One way I think this could be handled is to leave the basic data types
presented by R to the user unchanged, but to offer different
implementation choices for those user data types. For example, an
"array of structures" is presently loaded into memory in its entirety
when accessed. For large data objects, this isn't ideal. An
alternative implementation would be to store such a big array on disk
and load into memory only the parts that are really needed. In other
words, the incore representation would simply be a cache of the entire
data object. Of course, once this is done you could also vary the
external representation of objects. For example, instead of storing
each array element next to each other, it often could be advantageous
to store the fields of the array next to each other (so that
operations like "compute the average of the .age field" could be
performed efficiently). Yet another variation might be to add
on-the-fly compression/decompression to minimize the size of the
external data file.
If this approach were taken, I'd imagine that R would continue to use
the "store entirely in memory" approach by default to maintain
backwards compatibility. At the same time, a few new functions could
be introduced that would allow precise control over how the object is
implemented. So when the user wants to deal with a large object, it
would create the object, set its implementation to something suitable
(e.g., cache-only, field-sequential layout, on-the-fly compression)

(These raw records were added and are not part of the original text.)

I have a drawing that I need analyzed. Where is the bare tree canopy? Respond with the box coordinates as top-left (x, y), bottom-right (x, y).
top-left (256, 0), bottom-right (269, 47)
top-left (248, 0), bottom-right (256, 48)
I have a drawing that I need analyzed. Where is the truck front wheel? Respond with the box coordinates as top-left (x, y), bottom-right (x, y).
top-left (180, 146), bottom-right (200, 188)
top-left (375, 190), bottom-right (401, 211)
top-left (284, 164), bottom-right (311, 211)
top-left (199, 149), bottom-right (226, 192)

and then continue to use the object as usual.
Since I'm not familiar with the internals of R, I have no idea how
easy/hard this would be and I'd therefore appreciate hearing your
opinion on whether you think this would be a valuable and doable
extension.
In any case, thanks for working on R! I was excited to find that I
now have to option to use the S language on my Linux systems!
Cheers,
--david
--
David Mosberger, Ph.D; HP Labs; 1501 Page Mill Rd MS 1U17; Palo Alto, CA 94304
davidm@hpl.hp.com voice (650) 236-2575 fax 857-5100